Una fuerza laboral bien educada es más capaz de adaptarse a las economías cambiantes y contribuir de manera significativa al crecimiento económico de la región. En ese sentido, la educación es una herramienta poderosa para reducir la pobreza y la desigualdad. Proporciona a los jóvenes las habilidades y el conocimiento necesarios para mejorar sus condiciones de vida y acceder a mejores oportunidades. Pero también la educación genera otros beneficios no monetarios como, impulsar entornos sociales estables y sanos, donde una educación efectiva a esta edad puede desempeñar un papel crucial en la prevención de la delincuencia, ofreciendo a los jóvenes alternativas y trayectorias de vida positivas. Esto en Centroamérica, donde los jóvenes se enfrentan a desafíos como la violencia y la delincuencia, es un impacto muy positivo en el progreso social de la región.

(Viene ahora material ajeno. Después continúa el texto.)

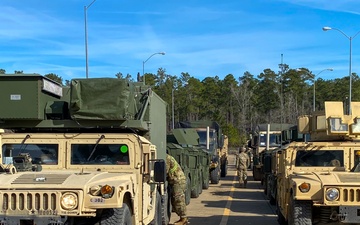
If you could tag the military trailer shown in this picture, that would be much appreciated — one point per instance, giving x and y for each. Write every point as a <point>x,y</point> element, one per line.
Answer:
<point>182,145</point>
<point>318,180</point>
<point>265,137</point>
<point>271,161</point>
<point>91,153</point>
<point>215,142</point>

La tarea no la hemos hecho, y era para ayer

Mucho se analizará y escribirá sobre estos resultados; pero en pocas palabras, la tarea la sabemos pero no la hacemos. Mejorar estos resultados mediocres requieren un enfoque integral que aborde varios aspectos educativos que pueden ser evaluados y monitoreados. Esto incluye invertir en la formación y el desarrollo profesional de los docentes. Además, es crucial actualizar los currículos para enfocarlos más en el desarrollo de habilidades críticas y de resolución de problemas, así como en la alfabetización digital. También se debe trabajar para reducir las desigualdades educativas, producto de la desigualdad de ingresos. Esto por supuesto require de la colaboración entre el gobierno, el sector privado y las familias no sólo para facilitar la inversión necesaria y la implementación de reformas educativas efectivas; si no para que realmente se priorice a la educación con la urgencia de una emergencia regional que hoy nos destruye prosperidad presente y futura.